The sensitivity analysis examined completion rates for alternative treatment intervals and provided support for expanding the time interval between doses to improve treatment completion. The CDC’s syphilis guidelines recommend doses at 1-week intervals but includes both clinical (10–14 days) and pharmacologic (7–9 days) considerations for expanded dosing intervals.4 Our study found treatment completion to be highest within the expanded interval of 7 to 14 days (44.7%). There was a 1.8% increase in completion using a 7- to 14-day interval compared with the CDC STI guidelines preferred interval of 7 to 9 days, a difference of 100 patients. Although the pharmacodynamics of BPG between expanded intervals has not been studied, allowing patients more flexibility in obtaining doses could increase treatment completion.

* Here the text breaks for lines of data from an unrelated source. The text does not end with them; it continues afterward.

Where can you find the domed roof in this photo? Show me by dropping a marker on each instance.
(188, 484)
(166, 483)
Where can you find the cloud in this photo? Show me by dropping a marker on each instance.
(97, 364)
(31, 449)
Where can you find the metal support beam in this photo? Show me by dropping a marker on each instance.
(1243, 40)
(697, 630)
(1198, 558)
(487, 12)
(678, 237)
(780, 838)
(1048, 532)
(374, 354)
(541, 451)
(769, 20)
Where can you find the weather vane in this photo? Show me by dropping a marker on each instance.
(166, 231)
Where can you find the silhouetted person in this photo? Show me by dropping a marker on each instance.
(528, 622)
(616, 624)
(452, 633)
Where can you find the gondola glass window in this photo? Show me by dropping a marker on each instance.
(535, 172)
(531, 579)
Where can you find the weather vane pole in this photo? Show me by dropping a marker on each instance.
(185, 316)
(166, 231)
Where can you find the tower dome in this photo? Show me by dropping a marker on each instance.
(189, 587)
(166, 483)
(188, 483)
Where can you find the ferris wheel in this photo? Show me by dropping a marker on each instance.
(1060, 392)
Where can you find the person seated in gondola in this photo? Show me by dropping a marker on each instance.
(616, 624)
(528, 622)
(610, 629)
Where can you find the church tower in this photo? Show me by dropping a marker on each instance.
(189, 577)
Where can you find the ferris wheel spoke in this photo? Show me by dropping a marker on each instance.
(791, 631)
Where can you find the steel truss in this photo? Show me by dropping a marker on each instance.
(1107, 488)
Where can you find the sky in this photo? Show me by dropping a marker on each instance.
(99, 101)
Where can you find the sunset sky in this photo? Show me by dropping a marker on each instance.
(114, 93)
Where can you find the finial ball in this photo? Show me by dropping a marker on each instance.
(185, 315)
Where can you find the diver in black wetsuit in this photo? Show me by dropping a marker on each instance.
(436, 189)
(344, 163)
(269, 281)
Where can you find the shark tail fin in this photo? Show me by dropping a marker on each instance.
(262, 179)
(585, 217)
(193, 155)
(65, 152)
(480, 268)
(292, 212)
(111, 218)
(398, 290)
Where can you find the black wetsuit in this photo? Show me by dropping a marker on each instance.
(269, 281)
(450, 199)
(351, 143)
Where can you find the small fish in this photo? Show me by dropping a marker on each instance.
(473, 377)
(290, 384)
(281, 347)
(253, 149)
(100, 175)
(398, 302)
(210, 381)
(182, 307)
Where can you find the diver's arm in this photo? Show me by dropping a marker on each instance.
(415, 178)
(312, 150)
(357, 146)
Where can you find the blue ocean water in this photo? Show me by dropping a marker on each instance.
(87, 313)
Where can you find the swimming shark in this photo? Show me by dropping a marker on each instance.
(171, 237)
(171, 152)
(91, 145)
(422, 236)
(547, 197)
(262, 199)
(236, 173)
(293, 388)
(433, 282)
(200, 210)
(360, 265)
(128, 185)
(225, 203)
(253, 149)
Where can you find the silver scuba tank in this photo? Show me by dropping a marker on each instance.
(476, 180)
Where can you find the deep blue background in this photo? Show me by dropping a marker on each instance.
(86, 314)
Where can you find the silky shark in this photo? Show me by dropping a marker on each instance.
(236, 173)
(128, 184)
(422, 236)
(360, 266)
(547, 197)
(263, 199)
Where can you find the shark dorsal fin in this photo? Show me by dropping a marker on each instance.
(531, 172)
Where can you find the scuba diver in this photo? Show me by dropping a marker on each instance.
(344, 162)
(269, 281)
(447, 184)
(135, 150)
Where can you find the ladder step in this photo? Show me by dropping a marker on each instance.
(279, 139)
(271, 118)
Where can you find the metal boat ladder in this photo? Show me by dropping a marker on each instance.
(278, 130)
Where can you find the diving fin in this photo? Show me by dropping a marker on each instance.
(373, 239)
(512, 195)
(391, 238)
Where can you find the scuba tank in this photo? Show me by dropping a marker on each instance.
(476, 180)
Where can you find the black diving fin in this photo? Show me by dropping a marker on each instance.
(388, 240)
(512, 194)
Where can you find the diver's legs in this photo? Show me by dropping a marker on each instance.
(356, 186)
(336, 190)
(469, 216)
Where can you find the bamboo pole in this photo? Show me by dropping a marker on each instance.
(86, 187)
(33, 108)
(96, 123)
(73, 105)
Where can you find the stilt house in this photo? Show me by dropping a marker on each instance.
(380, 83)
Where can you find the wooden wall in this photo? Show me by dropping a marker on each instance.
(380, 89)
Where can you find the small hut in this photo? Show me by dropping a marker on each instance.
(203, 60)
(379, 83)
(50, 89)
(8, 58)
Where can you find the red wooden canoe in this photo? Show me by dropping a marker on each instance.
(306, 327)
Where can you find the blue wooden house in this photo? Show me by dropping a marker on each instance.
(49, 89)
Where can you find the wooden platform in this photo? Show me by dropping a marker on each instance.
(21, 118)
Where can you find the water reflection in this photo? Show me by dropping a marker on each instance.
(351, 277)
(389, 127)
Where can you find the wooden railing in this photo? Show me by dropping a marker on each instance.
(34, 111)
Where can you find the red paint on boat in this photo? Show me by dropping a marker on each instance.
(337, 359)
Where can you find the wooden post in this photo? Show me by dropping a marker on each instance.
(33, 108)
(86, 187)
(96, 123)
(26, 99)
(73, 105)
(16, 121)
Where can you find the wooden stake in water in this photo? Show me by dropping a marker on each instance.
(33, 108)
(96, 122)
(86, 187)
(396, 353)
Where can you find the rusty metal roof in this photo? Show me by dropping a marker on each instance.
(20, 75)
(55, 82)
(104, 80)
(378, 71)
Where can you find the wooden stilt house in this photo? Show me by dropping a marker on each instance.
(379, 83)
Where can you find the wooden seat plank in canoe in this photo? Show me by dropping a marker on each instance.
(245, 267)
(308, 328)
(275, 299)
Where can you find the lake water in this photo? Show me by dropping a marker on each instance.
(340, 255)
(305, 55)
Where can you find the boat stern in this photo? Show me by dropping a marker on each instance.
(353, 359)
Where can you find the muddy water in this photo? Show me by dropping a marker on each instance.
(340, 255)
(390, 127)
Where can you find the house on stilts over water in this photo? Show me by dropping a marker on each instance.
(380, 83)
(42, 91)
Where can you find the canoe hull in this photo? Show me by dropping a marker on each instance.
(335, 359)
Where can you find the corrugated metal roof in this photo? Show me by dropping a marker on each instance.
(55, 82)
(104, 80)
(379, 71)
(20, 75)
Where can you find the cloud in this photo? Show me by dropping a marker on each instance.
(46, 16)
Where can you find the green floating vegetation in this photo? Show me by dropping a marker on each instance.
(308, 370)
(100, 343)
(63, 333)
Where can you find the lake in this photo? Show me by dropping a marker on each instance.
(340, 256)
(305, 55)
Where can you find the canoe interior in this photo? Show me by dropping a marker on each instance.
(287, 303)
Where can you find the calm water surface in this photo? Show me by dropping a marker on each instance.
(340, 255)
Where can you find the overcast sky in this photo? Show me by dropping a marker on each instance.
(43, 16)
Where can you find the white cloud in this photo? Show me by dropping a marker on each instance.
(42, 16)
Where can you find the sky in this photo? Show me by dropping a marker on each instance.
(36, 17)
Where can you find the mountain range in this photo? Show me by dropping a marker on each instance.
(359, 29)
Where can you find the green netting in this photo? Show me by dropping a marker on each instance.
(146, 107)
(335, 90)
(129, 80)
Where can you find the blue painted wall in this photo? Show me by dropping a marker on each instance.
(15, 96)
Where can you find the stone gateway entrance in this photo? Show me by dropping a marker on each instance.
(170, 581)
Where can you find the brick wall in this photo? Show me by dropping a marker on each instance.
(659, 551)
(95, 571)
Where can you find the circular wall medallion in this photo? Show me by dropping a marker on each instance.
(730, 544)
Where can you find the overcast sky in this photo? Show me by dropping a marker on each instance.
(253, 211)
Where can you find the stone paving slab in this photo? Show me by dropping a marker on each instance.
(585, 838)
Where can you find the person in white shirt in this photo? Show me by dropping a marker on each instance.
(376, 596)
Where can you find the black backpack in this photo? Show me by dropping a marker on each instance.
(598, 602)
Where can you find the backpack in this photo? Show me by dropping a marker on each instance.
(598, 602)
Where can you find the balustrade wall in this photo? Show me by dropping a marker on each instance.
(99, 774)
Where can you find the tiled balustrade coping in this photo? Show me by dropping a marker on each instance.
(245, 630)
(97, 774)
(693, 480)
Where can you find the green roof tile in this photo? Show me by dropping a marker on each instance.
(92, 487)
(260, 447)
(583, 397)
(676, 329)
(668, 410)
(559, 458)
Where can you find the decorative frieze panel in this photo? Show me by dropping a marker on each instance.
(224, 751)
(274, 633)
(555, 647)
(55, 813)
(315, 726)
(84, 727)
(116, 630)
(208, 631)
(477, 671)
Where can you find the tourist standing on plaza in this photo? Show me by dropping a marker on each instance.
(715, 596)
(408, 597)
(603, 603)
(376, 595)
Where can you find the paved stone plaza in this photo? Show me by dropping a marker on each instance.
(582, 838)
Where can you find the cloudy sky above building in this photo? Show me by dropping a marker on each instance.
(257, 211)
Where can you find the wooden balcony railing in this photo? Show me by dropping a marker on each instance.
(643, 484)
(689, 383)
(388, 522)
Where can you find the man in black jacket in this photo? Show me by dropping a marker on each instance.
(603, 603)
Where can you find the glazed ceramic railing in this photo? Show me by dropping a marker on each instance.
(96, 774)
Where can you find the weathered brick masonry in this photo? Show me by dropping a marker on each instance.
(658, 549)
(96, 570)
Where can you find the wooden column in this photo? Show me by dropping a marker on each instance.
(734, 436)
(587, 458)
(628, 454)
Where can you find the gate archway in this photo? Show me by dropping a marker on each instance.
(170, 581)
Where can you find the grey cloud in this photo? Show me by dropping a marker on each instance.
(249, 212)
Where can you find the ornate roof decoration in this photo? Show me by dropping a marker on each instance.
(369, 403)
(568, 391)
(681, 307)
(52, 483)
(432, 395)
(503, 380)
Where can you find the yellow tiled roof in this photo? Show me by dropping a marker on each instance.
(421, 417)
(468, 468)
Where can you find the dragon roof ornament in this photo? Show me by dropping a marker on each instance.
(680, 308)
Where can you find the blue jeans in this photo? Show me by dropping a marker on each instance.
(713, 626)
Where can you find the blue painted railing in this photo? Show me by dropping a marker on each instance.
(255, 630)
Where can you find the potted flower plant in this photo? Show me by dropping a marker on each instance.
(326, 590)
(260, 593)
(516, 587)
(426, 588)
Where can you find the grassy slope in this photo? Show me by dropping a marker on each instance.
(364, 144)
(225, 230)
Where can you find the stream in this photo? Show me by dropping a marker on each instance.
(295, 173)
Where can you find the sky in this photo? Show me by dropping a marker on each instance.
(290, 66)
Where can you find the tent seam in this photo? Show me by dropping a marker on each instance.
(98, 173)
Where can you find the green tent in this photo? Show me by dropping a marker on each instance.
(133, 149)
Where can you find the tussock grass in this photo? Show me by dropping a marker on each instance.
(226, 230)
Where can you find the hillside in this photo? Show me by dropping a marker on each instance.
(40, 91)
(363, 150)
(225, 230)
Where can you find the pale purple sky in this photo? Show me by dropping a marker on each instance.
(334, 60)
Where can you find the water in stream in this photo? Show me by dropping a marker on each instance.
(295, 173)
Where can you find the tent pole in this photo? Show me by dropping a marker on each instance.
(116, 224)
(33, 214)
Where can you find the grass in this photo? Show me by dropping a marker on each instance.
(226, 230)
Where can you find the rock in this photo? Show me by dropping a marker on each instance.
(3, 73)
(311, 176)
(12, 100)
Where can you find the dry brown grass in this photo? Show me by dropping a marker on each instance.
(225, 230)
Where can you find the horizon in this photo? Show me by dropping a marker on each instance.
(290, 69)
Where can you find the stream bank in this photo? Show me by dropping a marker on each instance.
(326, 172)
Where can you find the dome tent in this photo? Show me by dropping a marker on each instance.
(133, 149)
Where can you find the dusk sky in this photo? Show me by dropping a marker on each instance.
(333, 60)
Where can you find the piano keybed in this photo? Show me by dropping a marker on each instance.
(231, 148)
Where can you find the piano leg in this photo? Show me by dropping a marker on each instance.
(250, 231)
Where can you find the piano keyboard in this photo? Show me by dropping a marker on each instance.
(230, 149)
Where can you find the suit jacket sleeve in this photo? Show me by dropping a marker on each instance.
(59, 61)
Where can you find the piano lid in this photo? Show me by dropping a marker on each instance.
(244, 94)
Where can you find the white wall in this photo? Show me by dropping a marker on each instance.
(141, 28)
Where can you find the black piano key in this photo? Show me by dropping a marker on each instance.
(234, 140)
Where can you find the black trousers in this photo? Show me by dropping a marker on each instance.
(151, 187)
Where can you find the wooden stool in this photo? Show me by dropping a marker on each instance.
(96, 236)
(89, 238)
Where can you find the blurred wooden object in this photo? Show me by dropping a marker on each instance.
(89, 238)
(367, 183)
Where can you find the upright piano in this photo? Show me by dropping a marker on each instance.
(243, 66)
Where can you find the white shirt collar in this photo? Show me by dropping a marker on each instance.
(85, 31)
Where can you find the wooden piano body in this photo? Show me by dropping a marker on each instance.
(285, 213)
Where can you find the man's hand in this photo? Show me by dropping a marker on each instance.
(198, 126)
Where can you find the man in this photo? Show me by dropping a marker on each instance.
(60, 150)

There is potential for treatment dosing flexibility; however, guidelines for pregnant women are more conservative.
There is an increasing public health focus on maternal syphilis to prevent vertical transmission. In our study, we found a higher rate of completion among pregnant women with 3 injections of BPG compared with all persons diagnosed with syphilis. There are several factors contributing to the higher rate including frequent prenatal visits, testing, and public health interventions to identify and bring women to treatment. For women located in high syphilis rate areas, the CDC recommends 3 screenings during pregnancy: a first trimester screen, a retest at 28 weeks gestation, and a test at delivery.4 Arizona ranks sixth nationally for total rate of syphilis cases.1 A study surveying providers in Maricopa County found that all providers in the study performed at least 1 syphilis test during a patient’s pregnancy in the first trimester and 89% tested again in the third trimester.14 Awareness of the importance of screening and treatment in pregnancy can further increase the treatment rates.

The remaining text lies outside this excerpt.